Much of the problem with Garrison lay in the fact that he was not a competent philosopher of anarchism. His ideas on that topic were sketchy at best and crackbrained at worst, having been influenced by the perfectionism and utopianism of John Humphrey Noyes. This may help to explain why I have never seen any of Garrison’s writings in any anthology on American anarchism. On the other hand, Garrison’s skills as a tactician, publisher, and movement organizer were first rate.
The highpoint of Garrison’s influence on abolitionism was during the 1830s, but it declined precipitously during the 1840s. As a steadfast defender of equal rights for women, both in and out of abolitionist organizations, Garrison retained the admiration and agreement of many female abolitionists, but he also lost many of his followers, especially those who clung to traditional ideas about the proper roles of women in society and politics. Even those who agreed with Garrison on equal rights for women sometimes complained that the emancipation of slaves was a more important issue, and that the two causes should not be intermingled. Other issues that Garrison discussed in The Liberator—from disunionism to attacks on traditional churches that failed to speak out against slavery to equal rights for blacks after emancipation—drove away more readers, including many free blacks and runaway slaves. Blacks had comprised a significant percentage of readers and donors after The Liberator began publishing in 1831, but their numbers declined precipitously as they came to feel that freedom for blacks was being demoted below other social causes.
Perhaps the most significant reason for the decline in Garrison’s influence among abolitionists was the establishment of the Liberty Party in 1840. The Liberty Party had only a single plank—the abolition of slavery—and its membership featured some of the most distinguished abolitionist writers and speakers of the era.
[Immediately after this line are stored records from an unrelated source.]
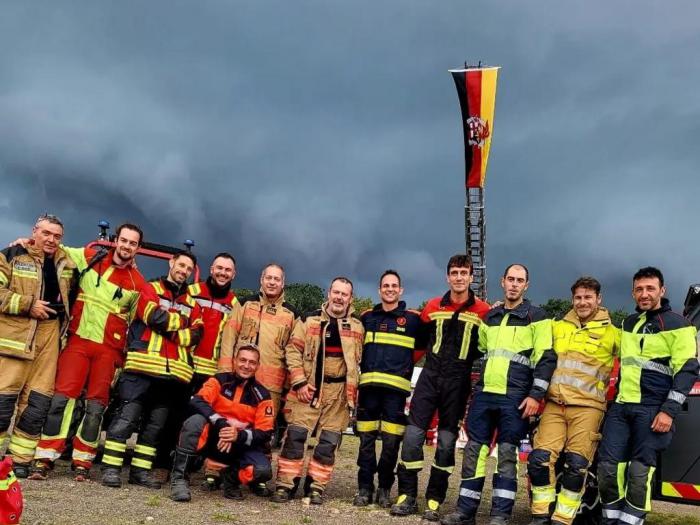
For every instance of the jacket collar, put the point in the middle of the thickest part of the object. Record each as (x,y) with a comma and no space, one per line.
(665,307)
(445,301)
(398,311)
(602,316)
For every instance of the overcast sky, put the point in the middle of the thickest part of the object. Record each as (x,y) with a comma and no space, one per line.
(327,135)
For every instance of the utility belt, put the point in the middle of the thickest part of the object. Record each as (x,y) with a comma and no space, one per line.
(340,379)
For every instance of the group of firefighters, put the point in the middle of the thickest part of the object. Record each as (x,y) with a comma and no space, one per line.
(200,375)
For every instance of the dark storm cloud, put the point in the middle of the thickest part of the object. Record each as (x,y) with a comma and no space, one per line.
(327,135)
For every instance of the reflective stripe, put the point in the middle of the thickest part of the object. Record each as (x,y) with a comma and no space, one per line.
(393,428)
(13,307)
(206,303)
(9,343)
(142,463)
(645,364)
(676,396)
(471,494)
(544,385)
(444,469)
(511,356)
(385,379)
(114,445)
(503,493)
(611,514)
(367,426)
(5,483)
(586,369)
(390,339)
(544,494)
(113,460)
(412,465)
(631,519)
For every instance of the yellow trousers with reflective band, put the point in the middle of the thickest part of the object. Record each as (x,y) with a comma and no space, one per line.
(569,430)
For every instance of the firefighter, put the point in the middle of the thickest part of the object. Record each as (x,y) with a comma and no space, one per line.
(157,372)
(233,423)
(658,367)
(443,386)
(392,333)
(108,292)
(585,342)
(267,321)
(35,284)
(517,340)
(217,303)
(323,357)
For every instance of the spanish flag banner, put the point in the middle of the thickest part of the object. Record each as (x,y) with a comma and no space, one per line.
(476,88)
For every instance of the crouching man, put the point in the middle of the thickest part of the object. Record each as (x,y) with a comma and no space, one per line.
(232,426)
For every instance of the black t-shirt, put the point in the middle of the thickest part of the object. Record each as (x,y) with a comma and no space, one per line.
(52,293)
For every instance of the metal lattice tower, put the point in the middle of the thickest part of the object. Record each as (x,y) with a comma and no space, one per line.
(475,236)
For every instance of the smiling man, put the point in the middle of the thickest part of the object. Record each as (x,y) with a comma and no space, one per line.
(323,357)
(392,334)
(233,424)
(585,342)
(34,287)
(157,371)
(516,338)
(108,292)
(658,368)
(444,386)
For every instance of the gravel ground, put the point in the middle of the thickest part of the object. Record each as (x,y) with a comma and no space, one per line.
(62,501)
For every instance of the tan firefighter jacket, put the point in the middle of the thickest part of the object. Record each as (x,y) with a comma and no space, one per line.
(309,338)
(21,284)
(585,356)
(266,324)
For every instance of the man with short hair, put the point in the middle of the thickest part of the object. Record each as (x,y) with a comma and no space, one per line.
(392,333)
(233,423)
(267,321)
(108,292)
(517,340)
(323,357)
(35,283)
(585,342)
(658,367)
(217,303)
(444,386)
(157,371)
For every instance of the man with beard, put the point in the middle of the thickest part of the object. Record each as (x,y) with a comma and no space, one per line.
(658,367)
(517,340)
(108,292)
(35,283)
(323,357)
(444,386)
(586,342)
(157,371)
(392,333)
(217,303)
(233,422)
(266,321)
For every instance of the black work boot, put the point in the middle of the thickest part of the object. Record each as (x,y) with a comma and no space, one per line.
(281,495)
(362,498)
(404,506)
(457,518)
(143,478)
(179,477)
(383,498)
(112,477)
(231,485)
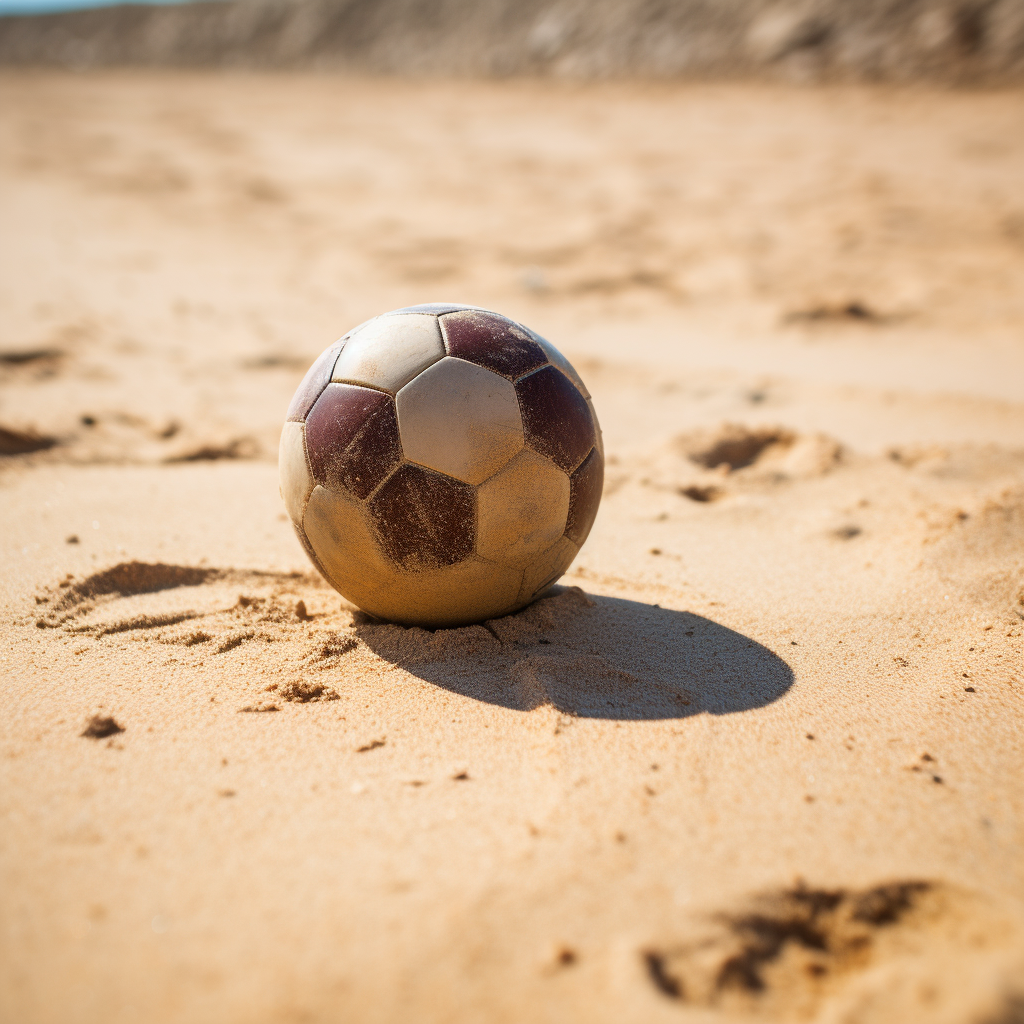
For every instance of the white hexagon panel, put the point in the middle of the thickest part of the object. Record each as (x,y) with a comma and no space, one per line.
(389,351)
(460,419)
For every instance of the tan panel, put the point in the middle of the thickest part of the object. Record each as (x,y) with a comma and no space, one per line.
(521,511)
(471,591)
(545,569)
(557,359)
(296,482)
(337,528)
(389,351)
(460,419)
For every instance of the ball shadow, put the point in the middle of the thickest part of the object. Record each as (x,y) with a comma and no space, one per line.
(592,657)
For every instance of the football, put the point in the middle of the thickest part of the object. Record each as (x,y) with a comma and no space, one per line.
(441,465)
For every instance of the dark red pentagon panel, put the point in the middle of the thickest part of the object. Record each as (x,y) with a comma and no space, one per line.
(317,377)
(352,437)
(555,418)
(425,519)
(585,495)
(492,341)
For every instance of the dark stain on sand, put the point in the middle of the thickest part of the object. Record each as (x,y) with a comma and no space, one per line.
(592,657)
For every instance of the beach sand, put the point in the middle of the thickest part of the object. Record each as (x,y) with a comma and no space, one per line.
(759,757)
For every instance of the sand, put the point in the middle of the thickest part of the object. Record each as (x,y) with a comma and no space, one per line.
(760,757)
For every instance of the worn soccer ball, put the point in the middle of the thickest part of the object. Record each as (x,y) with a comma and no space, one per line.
(441,465)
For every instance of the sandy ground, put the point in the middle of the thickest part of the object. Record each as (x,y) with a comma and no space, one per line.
(760,759)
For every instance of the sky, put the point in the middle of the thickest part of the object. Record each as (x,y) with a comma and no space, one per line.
(44,6)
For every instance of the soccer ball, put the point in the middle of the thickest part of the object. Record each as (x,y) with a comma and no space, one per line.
(441,465)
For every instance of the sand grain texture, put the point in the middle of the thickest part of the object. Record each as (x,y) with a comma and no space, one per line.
(759,758)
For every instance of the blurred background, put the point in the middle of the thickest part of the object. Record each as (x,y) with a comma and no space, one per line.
(716,187)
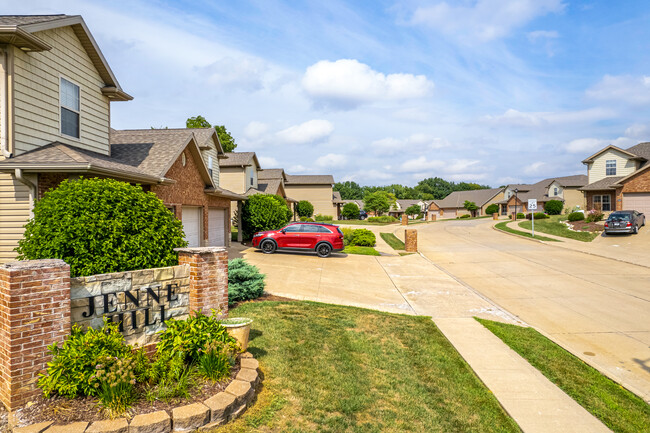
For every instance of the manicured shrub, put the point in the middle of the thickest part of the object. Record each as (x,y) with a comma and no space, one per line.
(350,211)
(304,209)
(576,216)
(382,219)
(594,215)
(363,238)
(553,207)
(102,225)
(263,212)
(347,235)
(72,371)
(244,281)
(493,208)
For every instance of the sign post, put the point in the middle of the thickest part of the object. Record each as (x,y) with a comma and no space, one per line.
(532,206)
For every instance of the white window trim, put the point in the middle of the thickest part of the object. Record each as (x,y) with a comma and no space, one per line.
(61,134)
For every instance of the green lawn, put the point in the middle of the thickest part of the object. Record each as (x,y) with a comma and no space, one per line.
(364,251)
(616,407)
(331,368)
(553,226)
(503,226)
(393,241)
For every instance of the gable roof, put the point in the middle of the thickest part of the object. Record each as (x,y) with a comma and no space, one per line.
(310,179)
(630,155)
(239,159)
(457,198)
(19,30)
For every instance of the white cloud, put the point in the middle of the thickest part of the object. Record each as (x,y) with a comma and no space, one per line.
(517,118)
(331,160)
(483,20)
(347,83)
(622,88)
(268,162)
(307,132)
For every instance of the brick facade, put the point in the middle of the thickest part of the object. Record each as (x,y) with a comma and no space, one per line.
(208,278)
(34,313)
(189,190)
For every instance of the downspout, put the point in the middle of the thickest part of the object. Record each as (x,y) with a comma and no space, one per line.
(4,103)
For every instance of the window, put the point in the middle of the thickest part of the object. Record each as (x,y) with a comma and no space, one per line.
(70,108)
(603,203)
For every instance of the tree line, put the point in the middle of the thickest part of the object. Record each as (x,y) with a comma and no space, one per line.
(433,188)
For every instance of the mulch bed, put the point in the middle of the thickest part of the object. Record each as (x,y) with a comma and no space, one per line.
(582,226)
(63,410)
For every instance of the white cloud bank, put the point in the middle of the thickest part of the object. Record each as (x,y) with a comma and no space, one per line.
(347,83)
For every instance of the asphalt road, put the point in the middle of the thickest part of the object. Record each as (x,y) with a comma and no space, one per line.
(596,307)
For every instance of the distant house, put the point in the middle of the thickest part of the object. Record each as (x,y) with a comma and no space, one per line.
(55,125)
(566,189)
(400,207)
(453,205)
(619,179)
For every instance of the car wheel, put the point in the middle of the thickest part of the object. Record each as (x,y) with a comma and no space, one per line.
(323,250)
(268,247)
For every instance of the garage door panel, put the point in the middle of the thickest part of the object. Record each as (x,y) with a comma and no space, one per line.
(192,225)
(637,201)
(217,227)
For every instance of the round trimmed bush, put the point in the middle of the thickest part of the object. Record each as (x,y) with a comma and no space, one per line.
(244,281)
(263,212)
(576,216)
(304,209)
(99,226)
(493,208)
(553,207)
(363,238)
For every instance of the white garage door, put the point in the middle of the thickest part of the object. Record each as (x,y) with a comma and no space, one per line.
(192,225)
(638,201)
(217,228)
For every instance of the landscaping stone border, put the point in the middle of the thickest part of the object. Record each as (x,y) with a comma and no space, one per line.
(215,411)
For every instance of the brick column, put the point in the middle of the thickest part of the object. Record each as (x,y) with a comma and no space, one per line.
(411,240)
(34,313)
(208,278)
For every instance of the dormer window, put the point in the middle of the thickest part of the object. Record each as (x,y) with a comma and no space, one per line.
(70,108)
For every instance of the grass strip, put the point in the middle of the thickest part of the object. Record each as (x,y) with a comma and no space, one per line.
(558,229)
(619,409)
(330,368)
(393,241)
(503,227)
(363,251)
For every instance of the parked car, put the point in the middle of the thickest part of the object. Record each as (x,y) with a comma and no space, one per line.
(319,237)
(624,221)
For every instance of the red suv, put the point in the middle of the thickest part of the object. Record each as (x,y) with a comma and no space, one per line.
(322,238)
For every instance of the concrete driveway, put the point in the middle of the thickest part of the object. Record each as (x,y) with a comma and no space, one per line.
(594,306)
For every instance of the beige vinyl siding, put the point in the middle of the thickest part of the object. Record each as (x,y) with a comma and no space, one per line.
(624,166)
(232,179)
(320,196)
(36,94)
(15,207)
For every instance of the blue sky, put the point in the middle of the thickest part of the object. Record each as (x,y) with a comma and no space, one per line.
(379,92)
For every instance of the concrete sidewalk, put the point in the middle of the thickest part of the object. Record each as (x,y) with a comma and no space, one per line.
(414,285)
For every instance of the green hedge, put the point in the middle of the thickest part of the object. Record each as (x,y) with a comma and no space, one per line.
(99,226)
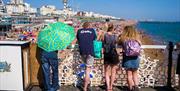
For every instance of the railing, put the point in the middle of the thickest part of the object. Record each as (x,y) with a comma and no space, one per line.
(152,71)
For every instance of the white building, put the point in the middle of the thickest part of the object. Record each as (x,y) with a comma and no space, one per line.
(17,6)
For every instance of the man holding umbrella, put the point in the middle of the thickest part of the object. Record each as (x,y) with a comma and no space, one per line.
(54,37)
(85,37)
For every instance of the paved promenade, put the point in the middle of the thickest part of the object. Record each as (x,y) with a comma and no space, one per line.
(102,88)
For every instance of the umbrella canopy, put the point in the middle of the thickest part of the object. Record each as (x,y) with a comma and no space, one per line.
(55,36)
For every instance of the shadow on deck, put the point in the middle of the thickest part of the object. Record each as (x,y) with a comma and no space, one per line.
(102,88)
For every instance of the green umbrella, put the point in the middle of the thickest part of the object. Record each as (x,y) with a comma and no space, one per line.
(55,36)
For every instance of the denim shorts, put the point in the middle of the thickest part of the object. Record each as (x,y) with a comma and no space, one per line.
(88,60)
(130,62)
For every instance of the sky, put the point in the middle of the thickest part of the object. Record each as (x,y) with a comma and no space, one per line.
(158,10)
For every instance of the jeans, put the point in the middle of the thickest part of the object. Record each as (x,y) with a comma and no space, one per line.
(50,60)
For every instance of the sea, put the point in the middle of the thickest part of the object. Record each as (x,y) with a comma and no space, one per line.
(162,32)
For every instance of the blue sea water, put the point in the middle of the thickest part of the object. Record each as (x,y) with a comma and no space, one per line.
(161,31)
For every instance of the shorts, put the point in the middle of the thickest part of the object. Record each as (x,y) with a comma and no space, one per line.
(130,62)
(88,60)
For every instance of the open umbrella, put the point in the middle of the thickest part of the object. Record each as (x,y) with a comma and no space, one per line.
(55,36)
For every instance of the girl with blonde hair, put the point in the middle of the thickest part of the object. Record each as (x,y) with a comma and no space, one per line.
(130,38)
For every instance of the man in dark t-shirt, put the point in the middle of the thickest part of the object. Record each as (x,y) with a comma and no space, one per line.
(85,37)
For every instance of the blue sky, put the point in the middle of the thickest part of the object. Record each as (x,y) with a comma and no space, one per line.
(160,10)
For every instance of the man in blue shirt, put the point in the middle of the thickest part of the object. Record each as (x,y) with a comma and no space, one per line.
(85,37)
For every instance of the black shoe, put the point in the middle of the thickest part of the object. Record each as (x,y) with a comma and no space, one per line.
(88,87)
(135,88)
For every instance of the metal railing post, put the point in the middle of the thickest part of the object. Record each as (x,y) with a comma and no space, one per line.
(171,47)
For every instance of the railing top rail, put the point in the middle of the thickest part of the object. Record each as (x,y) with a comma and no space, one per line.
(156,46)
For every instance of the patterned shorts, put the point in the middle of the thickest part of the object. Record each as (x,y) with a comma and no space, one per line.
(88,60)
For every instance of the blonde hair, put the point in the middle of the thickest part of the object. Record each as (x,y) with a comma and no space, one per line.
(110,27)
(129,33)
(86,25)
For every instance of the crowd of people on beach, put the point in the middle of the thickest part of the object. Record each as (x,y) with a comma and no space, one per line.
(115,41)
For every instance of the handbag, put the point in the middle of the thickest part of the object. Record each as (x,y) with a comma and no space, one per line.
(97,48)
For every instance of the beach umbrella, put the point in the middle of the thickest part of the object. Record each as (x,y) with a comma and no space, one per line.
(55,36)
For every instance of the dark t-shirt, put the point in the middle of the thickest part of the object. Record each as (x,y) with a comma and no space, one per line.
(85,39)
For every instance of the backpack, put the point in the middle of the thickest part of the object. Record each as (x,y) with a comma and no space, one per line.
(132,48)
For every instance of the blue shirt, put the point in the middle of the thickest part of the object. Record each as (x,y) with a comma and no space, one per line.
(85,39)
Thanks largely to Lysander Spooner’s The Unconstitutionality of Slavery, the Liberty Party officially declared slavery to be unconstitutional, though it conceded (as Garrison did) that the federal government lacked constitutional authority to abolish slavery in the states. But Congress did have the authority to abolish slavery in Washington, D.C., to prohibit the slave trade between states, and to forbid the expansion of slavery into the territories and in future states that would be carved out of those territories. These objectives became essential parts of the Liberty Party agenda.
Garrison severely criticized the Liberty Party from its inception in 1840 to its effective demise in 1848. Because of Garrison’s towering reputation, his criticisms were taken seriously for the first few years; but as the reputation and influence of the Liberty Party grew during the first half of the 1840s, its members and defenders tended to ignore Garrison and his anti-political doctrines. The no-voting stance could not be taken seriously in a conventional party, nor could Garrison’s call for disunion.
Given that Can Abolitionists Vote or Take Office under the United States Constitution? was printed in 1845—a time when anti-political arguments were losing ground and political arguments were gaining ground under the auspices of the Liberty Party, it is possible that Wendell Phillips sought to recapture lost ground from the political abolitionists.